Comparing V1 vs V2 Results

Analyzing Old Data

If you want to compare V1 ghosts with V2 validation:

# analyze_v1_ghosts.py
import sqlite3

# Connect to old database
old_db = sqlite3.connect("ghost_log_v1_backup_XXXXXXXX.db")
old_cursor = old_db.cursor()

# Connect to new database
new_db = sqlite3.connect("ghost_log.db")
new_cursor = new_db.cursor()

# Get V1 ghosts
old_ghosts = old_cursor.execute(
    "SELECT cve_id FROM ghost_cves WHERE is_ghost = 1"
).fetchall()

print(f"V1 had {len(old_ghosts)} ghosts")

# Check how many are still ghosts in V2
still_ghosts = 0
resolved = 0
not_found = 0

for (cve_id,) in old_ghosts:
    result = new_cursor.execute(
        "SELECT is_ghost, registry_status FROM cves WHERE cve_id = ?",
        (cve_id,)
    ).fetchone()

    if result:
        if result[0]:  # is_ghost
            still_ghosts += 1
        else:
            resolved += 1
    else:
        not_found += 1

print(f"Still ghosts in V2: {still_ghosts}")
print(f"Resolved (published): {resolved}")
print(f"Not in V2 yet: {not_found}")
print(f"False positive rate: {resolved / len(old_ghosts) * 100:.1f}%")

Expected Results

Typical V1 vs V2 Comparison:

V1 ghosts: 80-100
Still ghosts in V2: 5-10 (true ghosts)
Resolved: 60-80 (were false positives)
Not in V2: 10-15 (low confidence sources)

This demonstrates:

V1 false positive rate: 60-80%
V2 false positive rate: <10% (after learning)

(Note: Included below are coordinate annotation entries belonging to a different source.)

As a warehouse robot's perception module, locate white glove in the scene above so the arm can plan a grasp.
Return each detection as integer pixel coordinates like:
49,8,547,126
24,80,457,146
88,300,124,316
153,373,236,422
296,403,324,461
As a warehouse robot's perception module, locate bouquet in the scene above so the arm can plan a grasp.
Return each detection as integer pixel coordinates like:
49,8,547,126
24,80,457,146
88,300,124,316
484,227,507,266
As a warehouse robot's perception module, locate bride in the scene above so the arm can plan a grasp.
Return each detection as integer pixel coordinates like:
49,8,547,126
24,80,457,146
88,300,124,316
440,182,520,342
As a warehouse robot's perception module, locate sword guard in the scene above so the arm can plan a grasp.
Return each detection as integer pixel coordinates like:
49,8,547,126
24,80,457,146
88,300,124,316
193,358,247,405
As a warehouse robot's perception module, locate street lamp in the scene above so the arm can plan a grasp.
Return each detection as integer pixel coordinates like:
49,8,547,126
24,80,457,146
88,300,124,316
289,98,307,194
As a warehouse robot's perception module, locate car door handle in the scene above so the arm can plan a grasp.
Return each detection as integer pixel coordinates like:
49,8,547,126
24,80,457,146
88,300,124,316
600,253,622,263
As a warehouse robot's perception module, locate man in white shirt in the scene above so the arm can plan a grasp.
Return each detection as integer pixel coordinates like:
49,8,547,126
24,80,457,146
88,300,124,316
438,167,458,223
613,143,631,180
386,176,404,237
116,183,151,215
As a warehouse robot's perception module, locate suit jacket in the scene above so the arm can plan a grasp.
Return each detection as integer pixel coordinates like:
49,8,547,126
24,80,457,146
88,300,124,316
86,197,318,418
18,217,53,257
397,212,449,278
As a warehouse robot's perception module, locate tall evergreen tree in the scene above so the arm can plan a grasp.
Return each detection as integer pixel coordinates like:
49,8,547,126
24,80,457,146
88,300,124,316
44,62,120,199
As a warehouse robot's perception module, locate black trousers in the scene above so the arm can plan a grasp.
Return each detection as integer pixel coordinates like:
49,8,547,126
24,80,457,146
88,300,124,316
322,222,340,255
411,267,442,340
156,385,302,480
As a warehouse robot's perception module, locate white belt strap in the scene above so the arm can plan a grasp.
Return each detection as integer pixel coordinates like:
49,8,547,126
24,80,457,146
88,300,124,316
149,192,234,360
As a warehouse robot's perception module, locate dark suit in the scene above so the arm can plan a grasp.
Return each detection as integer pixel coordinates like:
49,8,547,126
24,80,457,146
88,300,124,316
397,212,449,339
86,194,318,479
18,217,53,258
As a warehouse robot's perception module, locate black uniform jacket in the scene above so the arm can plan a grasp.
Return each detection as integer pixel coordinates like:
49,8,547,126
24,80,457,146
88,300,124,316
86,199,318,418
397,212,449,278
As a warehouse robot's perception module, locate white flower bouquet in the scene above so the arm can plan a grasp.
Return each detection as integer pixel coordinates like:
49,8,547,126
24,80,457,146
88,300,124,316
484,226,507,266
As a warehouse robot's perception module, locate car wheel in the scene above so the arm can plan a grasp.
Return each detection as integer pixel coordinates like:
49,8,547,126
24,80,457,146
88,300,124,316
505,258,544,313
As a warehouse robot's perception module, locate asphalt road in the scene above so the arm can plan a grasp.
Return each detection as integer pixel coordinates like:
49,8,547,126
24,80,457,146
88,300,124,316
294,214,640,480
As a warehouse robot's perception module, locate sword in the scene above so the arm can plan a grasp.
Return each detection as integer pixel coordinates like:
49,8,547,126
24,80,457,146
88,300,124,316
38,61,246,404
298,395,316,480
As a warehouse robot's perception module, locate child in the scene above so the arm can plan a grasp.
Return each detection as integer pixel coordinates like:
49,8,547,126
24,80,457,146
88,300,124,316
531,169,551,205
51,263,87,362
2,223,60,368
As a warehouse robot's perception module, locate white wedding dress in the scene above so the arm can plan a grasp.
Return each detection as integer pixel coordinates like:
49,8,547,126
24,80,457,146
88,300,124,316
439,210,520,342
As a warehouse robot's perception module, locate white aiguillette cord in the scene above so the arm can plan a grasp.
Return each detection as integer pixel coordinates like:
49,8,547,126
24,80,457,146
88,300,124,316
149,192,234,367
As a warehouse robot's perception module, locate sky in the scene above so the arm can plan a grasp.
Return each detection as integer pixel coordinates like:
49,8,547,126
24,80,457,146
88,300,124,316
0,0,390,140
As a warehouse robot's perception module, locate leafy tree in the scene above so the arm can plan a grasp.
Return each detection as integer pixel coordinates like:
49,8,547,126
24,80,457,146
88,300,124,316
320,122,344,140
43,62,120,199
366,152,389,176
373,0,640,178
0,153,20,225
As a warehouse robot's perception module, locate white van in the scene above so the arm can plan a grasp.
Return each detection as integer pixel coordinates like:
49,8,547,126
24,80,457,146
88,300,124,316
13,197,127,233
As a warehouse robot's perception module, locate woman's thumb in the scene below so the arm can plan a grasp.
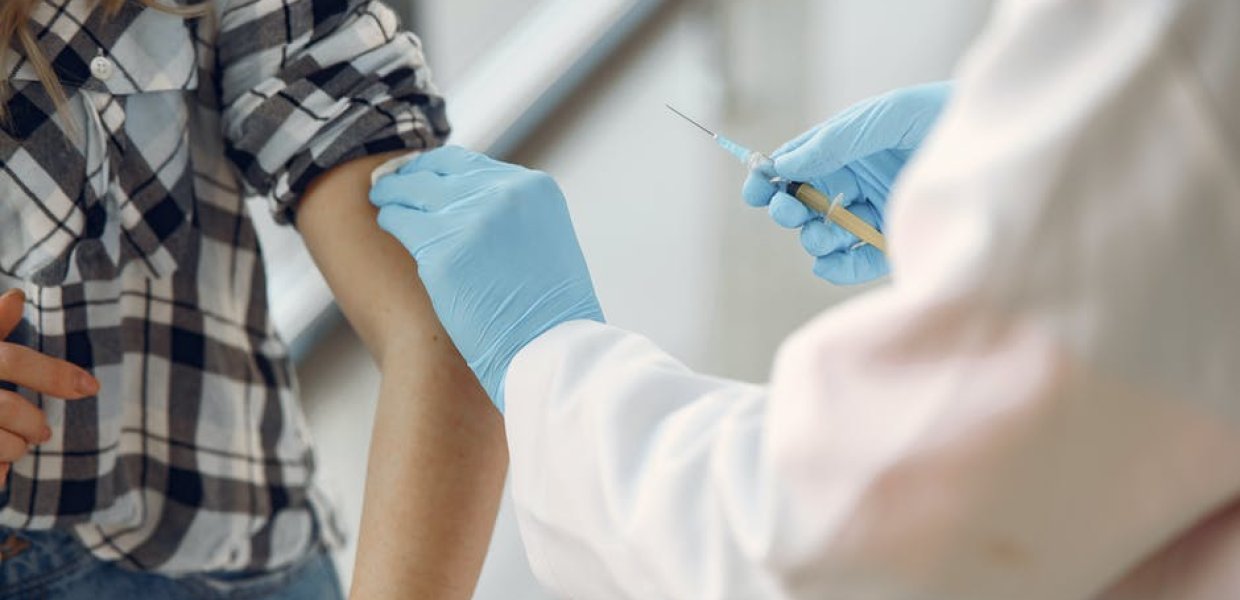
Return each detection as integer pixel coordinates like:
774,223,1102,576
0,289,26,340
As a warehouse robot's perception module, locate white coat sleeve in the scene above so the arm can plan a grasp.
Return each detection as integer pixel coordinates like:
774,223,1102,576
506,0,1240,600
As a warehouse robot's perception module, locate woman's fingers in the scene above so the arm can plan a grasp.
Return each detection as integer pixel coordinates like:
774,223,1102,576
0,342,99,400
0,390,52,446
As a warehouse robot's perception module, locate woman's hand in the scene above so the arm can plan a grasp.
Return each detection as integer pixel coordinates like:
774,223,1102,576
0,290,99,488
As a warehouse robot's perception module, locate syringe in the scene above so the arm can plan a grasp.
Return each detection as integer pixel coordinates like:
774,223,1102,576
663,104,887,253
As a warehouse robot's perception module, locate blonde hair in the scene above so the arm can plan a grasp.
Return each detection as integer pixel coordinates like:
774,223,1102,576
0,0,207,120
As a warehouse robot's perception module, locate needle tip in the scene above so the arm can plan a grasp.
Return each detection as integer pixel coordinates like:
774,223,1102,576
663,103,715,138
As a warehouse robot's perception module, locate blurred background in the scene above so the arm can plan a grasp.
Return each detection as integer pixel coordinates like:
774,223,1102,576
266,0,991,600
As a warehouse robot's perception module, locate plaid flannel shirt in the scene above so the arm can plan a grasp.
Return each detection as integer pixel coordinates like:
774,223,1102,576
0,0,448,574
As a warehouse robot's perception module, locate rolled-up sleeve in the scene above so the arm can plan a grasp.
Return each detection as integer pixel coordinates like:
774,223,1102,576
216,0,449,222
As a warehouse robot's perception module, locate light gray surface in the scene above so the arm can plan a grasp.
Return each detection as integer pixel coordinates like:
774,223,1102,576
300,0,988,600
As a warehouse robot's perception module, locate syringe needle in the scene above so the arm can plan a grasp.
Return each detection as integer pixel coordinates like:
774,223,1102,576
663,104,718,138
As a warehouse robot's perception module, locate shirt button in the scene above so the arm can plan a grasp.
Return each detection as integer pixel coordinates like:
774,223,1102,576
91,56,114,81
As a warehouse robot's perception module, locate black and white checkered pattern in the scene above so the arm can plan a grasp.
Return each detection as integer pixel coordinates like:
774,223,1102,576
0,0,448,574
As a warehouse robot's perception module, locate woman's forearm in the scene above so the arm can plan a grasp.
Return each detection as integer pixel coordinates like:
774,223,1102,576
298,155,507,599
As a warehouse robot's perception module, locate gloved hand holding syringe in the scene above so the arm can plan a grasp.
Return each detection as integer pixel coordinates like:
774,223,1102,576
665,104,887,253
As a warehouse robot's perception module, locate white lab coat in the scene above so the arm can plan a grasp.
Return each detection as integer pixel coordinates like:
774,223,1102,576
506,0,1240,600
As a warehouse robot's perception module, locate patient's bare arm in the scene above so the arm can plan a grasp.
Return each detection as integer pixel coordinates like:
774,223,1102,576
298,155,507,599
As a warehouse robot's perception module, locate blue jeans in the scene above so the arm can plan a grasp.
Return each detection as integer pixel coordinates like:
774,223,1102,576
0,528,343,600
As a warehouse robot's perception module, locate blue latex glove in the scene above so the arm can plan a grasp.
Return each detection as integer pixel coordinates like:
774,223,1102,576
371,146,603,412
742,82,951,285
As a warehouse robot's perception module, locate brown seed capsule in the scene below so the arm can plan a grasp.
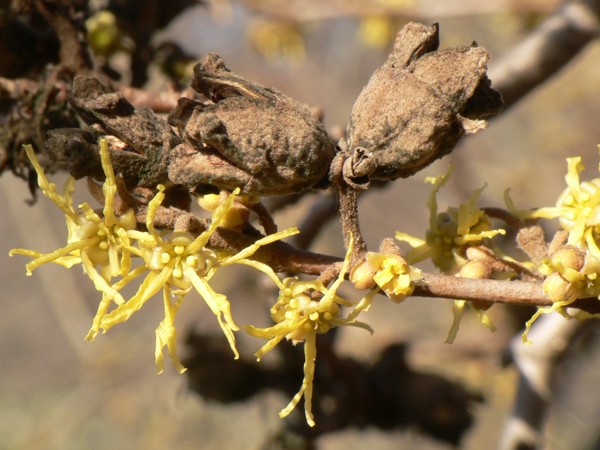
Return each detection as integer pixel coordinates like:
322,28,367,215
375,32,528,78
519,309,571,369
343,23,502,184
169,54,335,196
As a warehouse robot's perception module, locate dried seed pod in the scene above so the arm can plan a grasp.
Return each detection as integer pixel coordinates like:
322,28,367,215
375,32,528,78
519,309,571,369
343,23,502,185
169,54,335,195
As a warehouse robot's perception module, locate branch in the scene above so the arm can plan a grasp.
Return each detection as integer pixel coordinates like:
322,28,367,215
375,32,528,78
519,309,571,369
414,273,600,314
239,0,558,23
488,0,600,108
499,315,587,450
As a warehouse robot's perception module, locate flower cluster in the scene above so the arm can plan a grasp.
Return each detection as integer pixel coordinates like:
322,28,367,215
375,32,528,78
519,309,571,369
10,140,297,373
246,237,376,426
396,167,505,343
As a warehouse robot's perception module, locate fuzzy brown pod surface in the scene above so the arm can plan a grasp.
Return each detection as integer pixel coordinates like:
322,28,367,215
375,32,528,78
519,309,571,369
342,23,503,187
169,54,335,196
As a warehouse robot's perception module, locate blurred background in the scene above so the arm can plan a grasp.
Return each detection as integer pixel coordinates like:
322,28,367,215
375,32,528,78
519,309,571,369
0,0,600,450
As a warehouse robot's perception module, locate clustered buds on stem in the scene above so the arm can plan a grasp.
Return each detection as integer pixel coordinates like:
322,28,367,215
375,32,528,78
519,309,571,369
11,23,600,426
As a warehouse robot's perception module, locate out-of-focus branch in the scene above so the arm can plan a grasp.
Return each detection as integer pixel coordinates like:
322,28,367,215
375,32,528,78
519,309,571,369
239,0,558,23
499,314,587,450
488,0,600,108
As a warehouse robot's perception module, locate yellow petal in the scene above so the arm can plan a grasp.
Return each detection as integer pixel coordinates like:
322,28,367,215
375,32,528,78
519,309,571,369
154,288,187,373
279,333,317,427
100,266,173,332
184,267,240,359
445,300,466,344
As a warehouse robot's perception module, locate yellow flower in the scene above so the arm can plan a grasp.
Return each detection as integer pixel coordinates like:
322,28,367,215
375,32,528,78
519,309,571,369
396,167,505,273
531,157,600,258
10,139,298,373
246,239,375,427
522,153,600,342
9,139,136,303
396,166,506,343
92,185,298,373
350,252,421,303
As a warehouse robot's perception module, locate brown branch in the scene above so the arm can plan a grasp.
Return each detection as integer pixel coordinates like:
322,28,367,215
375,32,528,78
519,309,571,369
239,0,558,23
209,228,341,275
414,273,600,314
488,0,600,109
294,193,338,249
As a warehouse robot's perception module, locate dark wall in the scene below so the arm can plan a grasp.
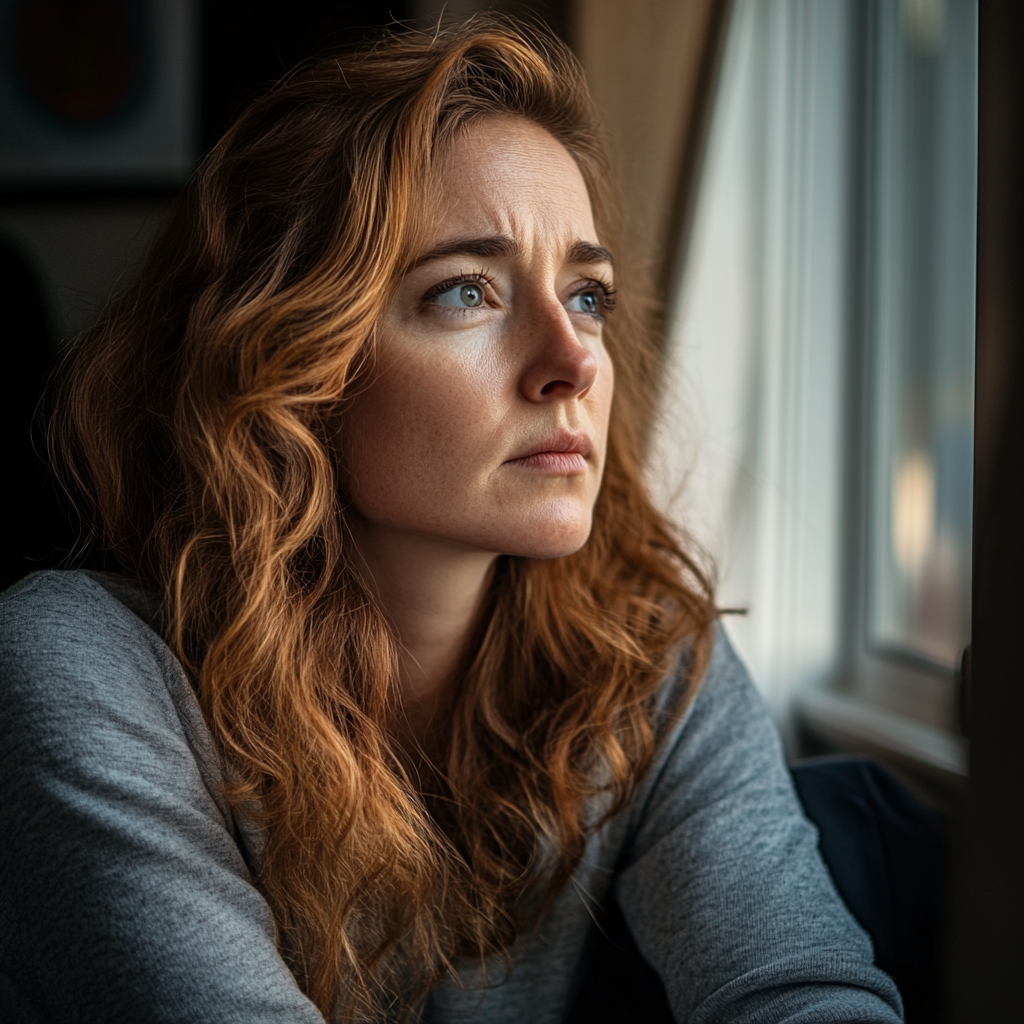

Troubleshooting Migration Issues

Issue: Migration Script Fails

Error: sqlite3.OperationalError: table cves already exists

Cause: Database already has V2 schema

Solution:

# Option 1: Use existing V2 database
# No action needed

# Option 2: Force fresh migration
rm ghost_log.db
python scripts/migrate_to_v2.py

Issue: Missing Dependencies

Error: ModuleNotFoundError: No module named 'httpx'

Solution:

pip install -r requirements.txt --upgrade

Issue: API Rate Limits

Symptom: Many validation failures, slow hunts

Solution:

# Set API keys for higher limits
export CVE_ORG_API_KEY="your_key"
export GITHUB_TOKEN="ghp_your_token"

# Or adjust cache TTL
# Edit src/config.py:
# CACHE_TTL_HOURS = 2  # Longer cache = fewer API calls

Issue: No Ghosts Found

Symptom: First hunt finds 0 ghosts

Expected: This is normal initially!

Reasons:

6-hour grace period filters out recent CVEs
60% confidence threshold is strict
Multi-source validation is thorough
Most CVEs are properly published

What to Do:

Wait 24 hours and run again
Check for CVEs in grace period: SELECT COUNT(*) FROM cves WHERE is_ghost = 0
Review low-confidence findings: SELECT * FROM cves ORDER BY confidence_score DESC

Issue: High Memory Usage

Symptom: Python process uses >2GB RAM

Causes:

Too many concurrent workers
Large validation cache
Many discovery sources

Solution:

# Edit src/config.py
class DiscoveryConfig:
    MAX_WORKERS = 3  # Reduce from 5

class ValidationConfig:
    CACHE_TTL_HOURS = 0.5  # Reduce from 1

Rollback Procedure

If V2 migration causes issues and you need to rollback:

Step 1: Restore V1 Database

# Stop any running hunts
pkill -f "python main.py"

# Restore backup
cp ghost_log_v1_backup_XXXXXXXX.db ghost_log.db

Step 2: Revert Code

# Checkout V1 code
git log --oneline  # Find V1 commit hash
git checkout <v1-commit-hash>

Step 3: Verify Rollback

# Check database structure
sqlite3 ghost_log.db ".schema" | head -20

# Should show V1 tables (ghost_cves, discovery_sources)

# Run V1 hunt
python main.py --hunt

Step 4: Report Issue

If you had to rollback, please report the issue:

GitHub: https://github.com/rogolabs/GhostCVEs/issues
Include: Error messages, system info, database size

FAQ

Q: Can I import my old ghost CVEs into V2?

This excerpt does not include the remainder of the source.